Everyone in sight of an exit goes out it. Everyone who doesnt know where to go. Go down. The upper levels will fill with smoke and the path up will probably not be safe.

Go down via the closest staircase possible.

All the gases will go up, fresh air will be sucked in from the bottom and the smoke and carbon monoxide and dioxide and everything else will be pushed upwards and out that top exit. This will fuel the fire at the top initially, and make it stronger.

Last person out of a room / level shuts the door but doesnt lock it. This can help limit the fires growth (by cutting off fresh oxygen) and give other people more time to get lower.

Firefighting will be a pain, as getting access to a room will introduce oxygen to a hot room with imperfect combustion, this will result in flash over.

You'll have bottlenecks in your stairwells.
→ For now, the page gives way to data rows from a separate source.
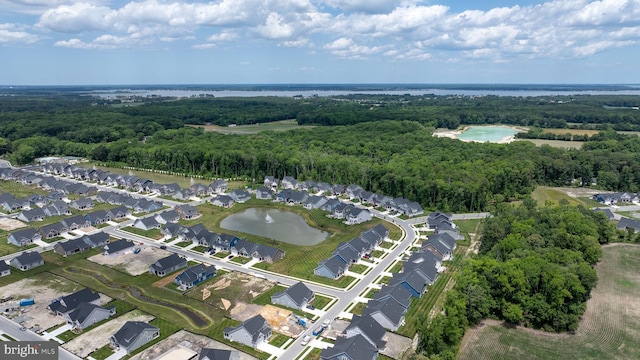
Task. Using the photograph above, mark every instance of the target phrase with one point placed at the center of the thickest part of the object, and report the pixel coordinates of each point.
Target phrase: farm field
(556, 143)
(283, 125)
(609, 329)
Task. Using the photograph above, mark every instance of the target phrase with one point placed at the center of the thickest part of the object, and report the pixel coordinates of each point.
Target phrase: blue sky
(111, 42)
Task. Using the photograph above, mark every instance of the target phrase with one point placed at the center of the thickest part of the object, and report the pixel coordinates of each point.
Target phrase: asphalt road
(12, 329)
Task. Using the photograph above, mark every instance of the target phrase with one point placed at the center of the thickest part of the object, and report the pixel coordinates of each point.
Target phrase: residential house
(187, 212)
(167, 265)
(147, 223)
(75, 222)
(4, 269)
(68, 303)
(87, 314)
(271, 182)
(36, 214)
(168, 216)
(133, 335)
(332, 268)
(23, 237)
(251, 332)
(82, 204)
(264, 193)
(224, 201)
(118, 247)
(216, 354)
(70, 247)
(52, 230)
(97, 217)
(194, 275)
(297, 296)
(27, 260)
(240, 196)
(353, 348)
(369, 328)
(358, 216)
(218, 186)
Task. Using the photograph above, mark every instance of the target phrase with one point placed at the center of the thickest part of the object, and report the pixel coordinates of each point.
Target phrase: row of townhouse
(353, 192)
(350, 252)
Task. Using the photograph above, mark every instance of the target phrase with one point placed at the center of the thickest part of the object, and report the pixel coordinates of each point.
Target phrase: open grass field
(283, 125)
(556, 143)
(609, 329)
(299, 261)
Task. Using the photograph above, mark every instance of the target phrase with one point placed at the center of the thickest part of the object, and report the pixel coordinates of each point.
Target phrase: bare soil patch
(43, 288)
(11, 224)
(96, 338)
(134, 264)
(187, 340)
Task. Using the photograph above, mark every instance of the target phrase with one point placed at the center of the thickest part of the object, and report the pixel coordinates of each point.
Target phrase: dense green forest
(535, 268)
(397, 158)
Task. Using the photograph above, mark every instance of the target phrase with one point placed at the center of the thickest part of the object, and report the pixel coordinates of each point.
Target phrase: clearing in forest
(609, 329)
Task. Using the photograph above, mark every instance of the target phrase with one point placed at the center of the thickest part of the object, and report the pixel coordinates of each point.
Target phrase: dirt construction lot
(187, 339)
(42, 288)
(96, 338)
(134, 264)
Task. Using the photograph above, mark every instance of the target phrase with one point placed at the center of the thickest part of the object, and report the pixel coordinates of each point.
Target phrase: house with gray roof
(216, 354)
(87, 314)
(251, 332)
(369, 328)
(27, 260)
(35, 214)
(224, 201)
(147, 223)
(352, 348)
(23, 237)
(332, 268)
(75, 222)
(118, 247)
(194, 275)
(66, 304)
(133, 335)
(167, 265)
(297, 296)
(264, 193)
(4, 269)
(52, 230)
(388, 313)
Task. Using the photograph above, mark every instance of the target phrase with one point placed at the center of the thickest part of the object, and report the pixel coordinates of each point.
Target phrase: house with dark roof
(187, 212)
(70, 247)
(251, 332)
(87, 314)
(133, 335)
(147, 223)
(27, 260)
(369, 328)
(216, 354)
(388, 313)
(332, 268)
(75, 222)
(4, 269)
(167, 265)
(352, 348)
(297, 296)
(36, 214)
(68, 303)
(240, 196)
(118, 247)
(23, 237)
(52, 230)
(194, 275)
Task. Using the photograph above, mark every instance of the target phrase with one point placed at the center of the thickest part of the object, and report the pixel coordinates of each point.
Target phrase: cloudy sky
(92, 42)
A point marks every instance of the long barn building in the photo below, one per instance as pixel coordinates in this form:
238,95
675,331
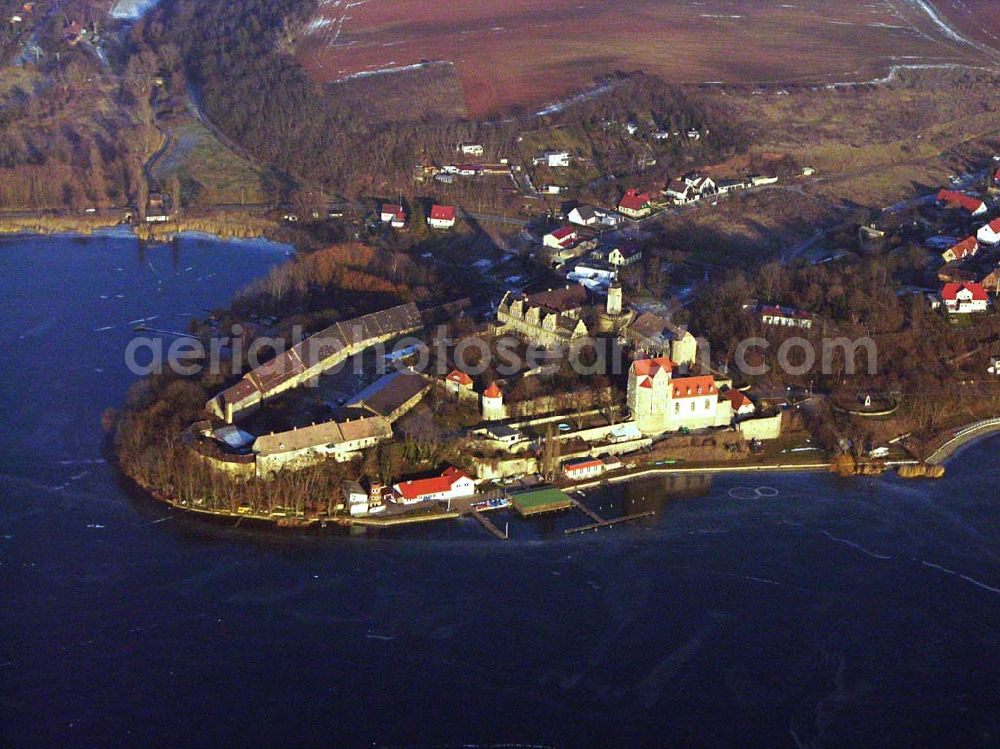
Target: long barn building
312,357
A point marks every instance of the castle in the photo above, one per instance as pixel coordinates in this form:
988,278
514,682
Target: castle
660,402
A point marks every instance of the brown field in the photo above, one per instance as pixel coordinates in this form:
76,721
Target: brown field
528,53
979,20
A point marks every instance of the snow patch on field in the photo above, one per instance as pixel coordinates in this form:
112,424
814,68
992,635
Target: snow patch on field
131,9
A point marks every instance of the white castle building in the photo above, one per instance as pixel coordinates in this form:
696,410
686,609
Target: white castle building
660,402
A well designed structure will have fire doors around a large landing adjacent to the stairwells, and wide stairwells suitable to get the population downstairs quickly.

  • $\begingroup$ "When in doubt, Bottom Out!". Words to live by. $\endgroup$
    – Willk
    Commented Sep 19, 2020 at 19:38

As long as the byproduct of the fire are hot, they will try to move upwards, unless something prevents this motion. This include smoke and carbon dioxide.

That's why the general advice when leaving a burning building or plane is to crawl on the floor: there the air is slightly more breathable.

Since in your case the fire has broken in the top area and the top area also has a large open volume, the most logical evacuation route seems to be again the bottom exit.